Background & Summary

Driven by food and industrial demand, the production of global oil palm has more than doubled over the last two decades. Between 1997 and 2018, oil palm plantations expanded from 10 to 21 Million hectares (Mha), while crude palm oil production increased from 100 to 300 million tons (Mt)1. This rise has deeply impacted natural forest ecosystems2,3,4,5 and biodiversity6,7, while contributing significantly to climate change by releasing carbon from converted forests and peatlands into the atmosphere2,8,9.

Oil palm is known to be the most efficient oil-producing plant globally. Oil palm yields, however, vary dynamically with plantation stand age and location. They increase during the youth phase of the first seven years, reach a plateau during the prime age of 7–15 years, and then slowly start to decline before palms are replaced at the age of 25–30 years10. Therefore, knowing the exact extent and age of plantations across a landscape is crucial for landscape-level planning to allow for both sustainable oil palm production and forest conservation. Based on the land sparing theory11, the improvement of oil yields has been put forward as a means of reconciling oil production and forest conservation12,13.

The combination of high-resolution satellite records and cloud-computing infrastructures to handle big data can now be deployed to map oil palm extent and age, independent of official statistics. The latter are usually provided annually at a rather coarse spatial scale (national or regional administrative units), they may be incomplete or not updated regularly, and the quality is uncertain. Hence, they do not provide detailed spatial extent or age. Several recent studies have applied remote sensing techniques to estimate the extent of oil palm plantations in Southeast Asia. Studies aimed at quantifying plantation extent on a national scale or larger have deployed visual, expert-based interpretation methods2,3,4,5,14 or semi-automatic approaches15, blended with extensive field information16,17. These approaches are, however, very labour intensive.

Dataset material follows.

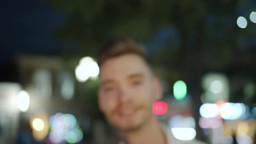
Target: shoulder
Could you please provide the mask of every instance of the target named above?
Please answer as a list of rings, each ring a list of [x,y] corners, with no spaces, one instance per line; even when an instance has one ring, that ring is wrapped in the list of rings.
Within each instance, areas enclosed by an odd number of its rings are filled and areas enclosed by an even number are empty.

The availability of radar imagery has given rise to a new generation of remote sensing studies benefiting from penetration of clouds, improved resolution and high revisiting frequency18,19,20. Recent experimental studies have demonstrated the usability of the European Union’s free and open Copernicus Sentinel data to detect oil palm plantations21,22,23. Sentinel data have proven particularly useful in detecting smallholder and industrial plantations22,23,24 and plantation age25, which, in turn, is a good predictor of oil palm yields10,25.

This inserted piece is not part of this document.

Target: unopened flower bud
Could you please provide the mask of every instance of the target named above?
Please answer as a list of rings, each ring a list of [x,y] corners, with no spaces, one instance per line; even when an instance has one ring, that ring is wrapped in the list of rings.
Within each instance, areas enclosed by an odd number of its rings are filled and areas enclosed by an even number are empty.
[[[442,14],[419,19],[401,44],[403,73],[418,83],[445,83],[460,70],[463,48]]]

Here we have mapped the extent and the age of productive oil palm plantations in Indonesia, Malaysia and Thailand, the three countries that in 2017 contributed to almost 90% of global oil palm production1, at a 30 m resolution using remote sensing. Productive oil palm plantations comprise both industrial and smallholder plantations that have an age of at least three years. We have excluded roads, mill infrastructure and other land uses occurring in oil palm-dominated landscapes. The methodology for determining the extent of plantations builds on Sentinel-1 microwave data whereas the Landsat archive has allowed us to build a time series reaching back to the 1980s to determine when the plantation was established. The methodology identifies oil palm plantations of all types independent of weather and daylight conditions or ground-sourced information amidst other tree crops in the landscape. We determined the accuracy of the resulting oil palm map against an independently collected and interpreted sample of very high-resolution satellite images.

Methods

The main input data used in the detection of oil palm include: (1) the Copernicus Sentinel-1 microwave backscattering time series; (2) the Landsat multispectral time series; and (3) additional auxiliary data sets. All data acquisition and processing were performed using the Google Earth Engine (GEE)26.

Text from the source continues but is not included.